Tarihsel bellekleri formatlanmış kimilerine göre, Alevilerin, hükümet düzeyindeki “ilk” buluşmasıymış! Oysa bu bir “ilk buluşma” değil. “İlk” gibi görünmesi formatının farklılığındandır. Aleviler yıllardır, değişik hükümetler tarafından gündeme getirilen, farklı “açılımlar” ile oyalandı, sorunlarının çözümü ertelenmiş. Kimi hükümetler, yer tahsis etti, kimi hükümetler 475 milyar maddi destek sundu, kimisi de tartıştı. Tarihsel hafıza kaybı olan kişilere hatırlatalım ki, AKP hükümetine gelinceye kadar toplam yedi tane sonuç alınmamış “Alevi Açılımı” var. İlk açılım 1991 yılındadır. Hepsinin ortak özelliği ise Alevileri dinlemiş olmaları. O kadar!
Dereyi görmeden
Dolayısıyla bazı köşe yazarlarının (bir iki Alevi yazarı dahil) dile getirdiği gibi ortalıkta henüz “ezber bozmuş” bir hükümet yok, Alevileri aldatmış hükümetler var. “Ezber bozmak”, ancak, varolan eşitsizliği, hukukun, demokrasinin ve laikliğin evrensel ilkelerine göre ortadan kaldırdığı anda tellafuz edilebilir. Resmi ezberi bozmak için hemen iki şey yapılabilir. Zorunlu din dersini kaldırmak ve Madımak Oteli’ni müze yapmak. Bunlar olmamış. Peki bozulan ezber nedir? Acele etmeye gerek yok. Birileri dereyi görmeden paçayı sıvamışa benziyor. Bu Alevi sorununu ele almak ve tartışmak isteyen bir hükümet var. Başarı tartışmak değil, sonuç almaktır. Sonucun önemi ise, nasıl bir sonucun hedeflendiğiyle alakalıdır. Demokratik, laik, katılımcı, sivil ve eşit haklardan yana bir sonuç mu, yoksa inancımızı devletleştirerek, hem Alevilere, hem Türkiye’ye zarar verecek hem de evrensel laiklik/hukuksal değerleri ayaklar altına alan bir sonuç mu hedefleniyor? AKP’nin birincisinden yana olduğunu iddia edenin, bence hem aklından zoru hem de resmi ideolojinin şifresini çözmekten aciz kalmış, entelektüel cari açığı var.
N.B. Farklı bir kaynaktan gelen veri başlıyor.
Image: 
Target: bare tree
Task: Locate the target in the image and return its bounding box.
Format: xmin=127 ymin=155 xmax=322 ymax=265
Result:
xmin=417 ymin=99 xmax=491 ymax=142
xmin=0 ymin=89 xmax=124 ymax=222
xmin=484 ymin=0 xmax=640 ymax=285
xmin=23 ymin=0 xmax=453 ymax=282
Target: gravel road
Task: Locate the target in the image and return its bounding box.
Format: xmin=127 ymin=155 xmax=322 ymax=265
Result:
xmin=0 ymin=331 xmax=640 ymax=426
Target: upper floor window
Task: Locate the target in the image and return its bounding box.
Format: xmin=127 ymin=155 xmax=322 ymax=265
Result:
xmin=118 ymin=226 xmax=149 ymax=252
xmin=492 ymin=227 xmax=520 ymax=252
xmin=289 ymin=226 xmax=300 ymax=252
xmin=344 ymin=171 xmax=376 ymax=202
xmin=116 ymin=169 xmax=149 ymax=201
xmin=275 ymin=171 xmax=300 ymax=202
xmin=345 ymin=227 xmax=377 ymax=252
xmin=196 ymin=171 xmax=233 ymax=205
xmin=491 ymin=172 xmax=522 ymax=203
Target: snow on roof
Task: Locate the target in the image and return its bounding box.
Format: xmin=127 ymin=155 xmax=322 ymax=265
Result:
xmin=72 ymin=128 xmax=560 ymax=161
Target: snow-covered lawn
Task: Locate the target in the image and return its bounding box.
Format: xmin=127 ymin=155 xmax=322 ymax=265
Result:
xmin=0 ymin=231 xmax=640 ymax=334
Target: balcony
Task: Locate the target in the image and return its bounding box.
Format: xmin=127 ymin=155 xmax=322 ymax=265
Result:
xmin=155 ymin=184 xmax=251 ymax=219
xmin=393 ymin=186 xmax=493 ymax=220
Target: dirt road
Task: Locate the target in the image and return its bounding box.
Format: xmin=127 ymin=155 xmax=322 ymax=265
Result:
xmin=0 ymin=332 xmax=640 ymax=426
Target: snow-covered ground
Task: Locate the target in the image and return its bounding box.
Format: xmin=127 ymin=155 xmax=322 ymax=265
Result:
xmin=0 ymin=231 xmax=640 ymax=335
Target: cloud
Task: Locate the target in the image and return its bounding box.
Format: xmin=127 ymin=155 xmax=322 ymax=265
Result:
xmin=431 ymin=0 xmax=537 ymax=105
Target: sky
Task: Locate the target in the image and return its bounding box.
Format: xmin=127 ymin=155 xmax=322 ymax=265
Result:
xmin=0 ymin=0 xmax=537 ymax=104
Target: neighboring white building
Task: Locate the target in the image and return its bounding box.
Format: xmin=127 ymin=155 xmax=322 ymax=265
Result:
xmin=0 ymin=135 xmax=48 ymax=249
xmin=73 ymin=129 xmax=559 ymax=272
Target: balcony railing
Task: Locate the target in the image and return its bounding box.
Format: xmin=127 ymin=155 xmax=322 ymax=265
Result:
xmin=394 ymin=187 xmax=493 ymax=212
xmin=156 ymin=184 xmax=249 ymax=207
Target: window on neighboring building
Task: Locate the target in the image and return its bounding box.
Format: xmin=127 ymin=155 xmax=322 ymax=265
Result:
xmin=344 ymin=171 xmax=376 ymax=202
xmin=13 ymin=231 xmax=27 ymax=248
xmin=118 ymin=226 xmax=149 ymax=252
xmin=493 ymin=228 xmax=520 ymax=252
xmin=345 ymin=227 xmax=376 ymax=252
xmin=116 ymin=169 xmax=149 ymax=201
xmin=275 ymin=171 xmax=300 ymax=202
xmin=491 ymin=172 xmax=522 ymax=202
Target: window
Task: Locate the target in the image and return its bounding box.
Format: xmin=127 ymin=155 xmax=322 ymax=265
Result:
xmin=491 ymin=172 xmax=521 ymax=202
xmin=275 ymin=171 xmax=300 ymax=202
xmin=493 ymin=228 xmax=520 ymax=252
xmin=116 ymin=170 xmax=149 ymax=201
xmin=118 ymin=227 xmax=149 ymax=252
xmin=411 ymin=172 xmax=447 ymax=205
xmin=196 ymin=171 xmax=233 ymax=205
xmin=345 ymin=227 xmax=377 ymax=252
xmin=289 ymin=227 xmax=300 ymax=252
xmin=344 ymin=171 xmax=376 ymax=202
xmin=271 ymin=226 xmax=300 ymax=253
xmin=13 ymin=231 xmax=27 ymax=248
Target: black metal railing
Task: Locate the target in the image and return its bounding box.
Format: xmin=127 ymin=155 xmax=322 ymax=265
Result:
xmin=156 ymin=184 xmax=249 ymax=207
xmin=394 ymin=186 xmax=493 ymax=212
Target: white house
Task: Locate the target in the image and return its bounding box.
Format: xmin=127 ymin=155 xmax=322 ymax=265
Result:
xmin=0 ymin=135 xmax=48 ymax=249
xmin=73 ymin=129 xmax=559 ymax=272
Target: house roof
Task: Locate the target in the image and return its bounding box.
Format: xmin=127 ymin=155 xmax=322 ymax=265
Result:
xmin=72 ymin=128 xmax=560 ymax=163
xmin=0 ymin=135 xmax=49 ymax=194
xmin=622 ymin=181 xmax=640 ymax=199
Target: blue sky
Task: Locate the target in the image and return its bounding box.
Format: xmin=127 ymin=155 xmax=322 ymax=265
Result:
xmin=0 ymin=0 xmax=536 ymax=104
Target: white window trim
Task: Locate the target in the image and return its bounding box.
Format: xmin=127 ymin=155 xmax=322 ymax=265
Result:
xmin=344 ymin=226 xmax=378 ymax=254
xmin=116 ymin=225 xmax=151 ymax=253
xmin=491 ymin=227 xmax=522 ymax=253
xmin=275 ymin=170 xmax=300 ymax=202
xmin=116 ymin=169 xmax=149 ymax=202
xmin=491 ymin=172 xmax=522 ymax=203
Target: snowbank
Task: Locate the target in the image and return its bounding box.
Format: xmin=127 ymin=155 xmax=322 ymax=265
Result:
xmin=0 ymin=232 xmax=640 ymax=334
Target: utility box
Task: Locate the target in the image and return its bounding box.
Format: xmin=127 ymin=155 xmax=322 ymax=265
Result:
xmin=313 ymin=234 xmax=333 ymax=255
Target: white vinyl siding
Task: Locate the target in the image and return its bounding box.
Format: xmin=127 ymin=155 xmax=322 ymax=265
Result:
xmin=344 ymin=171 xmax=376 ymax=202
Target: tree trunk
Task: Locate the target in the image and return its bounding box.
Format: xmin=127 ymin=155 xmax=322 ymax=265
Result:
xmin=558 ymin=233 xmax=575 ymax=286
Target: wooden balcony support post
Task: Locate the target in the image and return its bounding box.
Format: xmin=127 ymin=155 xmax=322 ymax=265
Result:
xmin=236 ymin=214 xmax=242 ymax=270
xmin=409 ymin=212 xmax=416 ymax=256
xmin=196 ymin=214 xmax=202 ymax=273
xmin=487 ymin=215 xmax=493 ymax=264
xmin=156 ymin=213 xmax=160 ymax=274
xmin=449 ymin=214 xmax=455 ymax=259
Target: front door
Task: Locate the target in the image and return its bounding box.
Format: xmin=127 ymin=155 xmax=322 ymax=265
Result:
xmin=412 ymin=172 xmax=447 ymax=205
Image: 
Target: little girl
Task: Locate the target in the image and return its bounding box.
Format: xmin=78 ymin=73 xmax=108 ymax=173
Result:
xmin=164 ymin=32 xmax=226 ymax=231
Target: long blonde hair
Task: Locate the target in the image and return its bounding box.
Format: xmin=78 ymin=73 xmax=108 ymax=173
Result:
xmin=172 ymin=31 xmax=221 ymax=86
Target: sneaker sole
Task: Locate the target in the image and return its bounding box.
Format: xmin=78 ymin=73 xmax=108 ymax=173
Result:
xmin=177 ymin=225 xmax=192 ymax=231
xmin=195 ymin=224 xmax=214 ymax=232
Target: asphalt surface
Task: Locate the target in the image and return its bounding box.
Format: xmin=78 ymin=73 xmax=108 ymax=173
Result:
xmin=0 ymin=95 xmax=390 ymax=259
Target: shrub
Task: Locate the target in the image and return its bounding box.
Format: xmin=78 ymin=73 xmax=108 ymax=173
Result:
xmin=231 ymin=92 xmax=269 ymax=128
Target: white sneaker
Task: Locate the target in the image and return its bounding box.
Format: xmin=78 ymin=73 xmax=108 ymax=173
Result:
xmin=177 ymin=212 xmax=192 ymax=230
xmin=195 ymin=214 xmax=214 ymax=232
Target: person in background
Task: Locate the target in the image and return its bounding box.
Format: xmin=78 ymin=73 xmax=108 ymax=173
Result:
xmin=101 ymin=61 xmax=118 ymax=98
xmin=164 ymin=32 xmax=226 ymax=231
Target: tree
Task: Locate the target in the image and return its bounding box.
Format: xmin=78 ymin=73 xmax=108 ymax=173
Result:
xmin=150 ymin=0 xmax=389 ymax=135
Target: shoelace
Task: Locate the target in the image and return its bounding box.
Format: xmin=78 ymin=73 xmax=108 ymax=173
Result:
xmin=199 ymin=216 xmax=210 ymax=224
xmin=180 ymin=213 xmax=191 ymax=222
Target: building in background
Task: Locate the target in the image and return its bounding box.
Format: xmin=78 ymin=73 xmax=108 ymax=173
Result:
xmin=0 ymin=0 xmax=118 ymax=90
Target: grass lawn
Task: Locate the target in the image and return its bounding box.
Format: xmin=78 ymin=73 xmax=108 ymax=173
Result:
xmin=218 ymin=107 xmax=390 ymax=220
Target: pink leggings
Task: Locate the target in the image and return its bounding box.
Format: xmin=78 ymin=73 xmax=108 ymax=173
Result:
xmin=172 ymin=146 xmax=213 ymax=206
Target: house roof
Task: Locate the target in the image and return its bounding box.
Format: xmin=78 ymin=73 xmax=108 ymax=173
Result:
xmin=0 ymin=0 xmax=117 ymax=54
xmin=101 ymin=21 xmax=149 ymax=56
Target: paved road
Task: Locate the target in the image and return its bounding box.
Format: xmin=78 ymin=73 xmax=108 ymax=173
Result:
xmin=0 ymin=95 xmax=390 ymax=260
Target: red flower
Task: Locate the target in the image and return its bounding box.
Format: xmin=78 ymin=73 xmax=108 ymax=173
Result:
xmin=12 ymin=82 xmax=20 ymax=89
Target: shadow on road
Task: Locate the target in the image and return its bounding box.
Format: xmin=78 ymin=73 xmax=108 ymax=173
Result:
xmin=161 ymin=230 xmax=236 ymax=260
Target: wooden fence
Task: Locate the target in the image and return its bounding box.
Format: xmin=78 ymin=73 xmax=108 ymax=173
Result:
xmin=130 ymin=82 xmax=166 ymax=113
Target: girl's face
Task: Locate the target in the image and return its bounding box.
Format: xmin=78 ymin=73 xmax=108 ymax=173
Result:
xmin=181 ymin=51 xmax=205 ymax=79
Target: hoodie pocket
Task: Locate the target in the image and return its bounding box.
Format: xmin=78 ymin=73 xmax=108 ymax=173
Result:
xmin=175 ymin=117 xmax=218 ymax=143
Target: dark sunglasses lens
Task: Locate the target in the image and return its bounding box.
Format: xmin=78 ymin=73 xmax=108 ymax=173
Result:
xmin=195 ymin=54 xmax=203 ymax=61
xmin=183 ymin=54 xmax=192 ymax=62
Dinleme çalıştayı değil, müzakere hakkı
AKP, salt Alevilerin sorunlarını ve taleplerini dinleme ile sınırlı olan “Alevi Çalıştayı” sürecini, Alevi hareketi bir mücadele ve müzakare sürecine dönüştürmeyi hedeflemelidir. AKP hükümeti tarafından öngörülen, “Alevilerin taleplerini dinleme ve danışma” tercihine karşı, Alevi hareketi, sonuç almaya dönük, müzakareci bir taraf ilişkisini talep etmelidir. Çünkü Alevilerin taleplerini duymayan ve bilmeyen kalmadı. Asıl sorun bu talepleri tek tek ele alıp çözüm yolunda müzakerelerin hedeflenmesinde. Gerek AKP hükümetine, gerekse önceki hükümetlere Alevi sorununu, taleplerini ve çözüm önerilerini belgeleyen, anlatan onlarca dosya sunuldu. Alevi sorunu karşısında yıllardır üç maymunu oynayan hükümetlere karşı, Alevilerin samimiyet sorgulaması gayet doğaldır. En somut hak ihlallerini ifade edecek olursak, AKP hükümeti, zorunlu din derslerine ilişkin AİHM ve 8. Danıştay’ın kararları karşısında hukukun evrensel ilkelerini çiğnedi, demokratik tavır sergilemedi. Aksine hükümet, mevcut zorunlu din dersine Aleviliği eklemlemek istedi. Yani yanlışı düzeltmek yerine, Aleviliği ve Alevileri bu yanlışa ortak etmeyi tercih etti.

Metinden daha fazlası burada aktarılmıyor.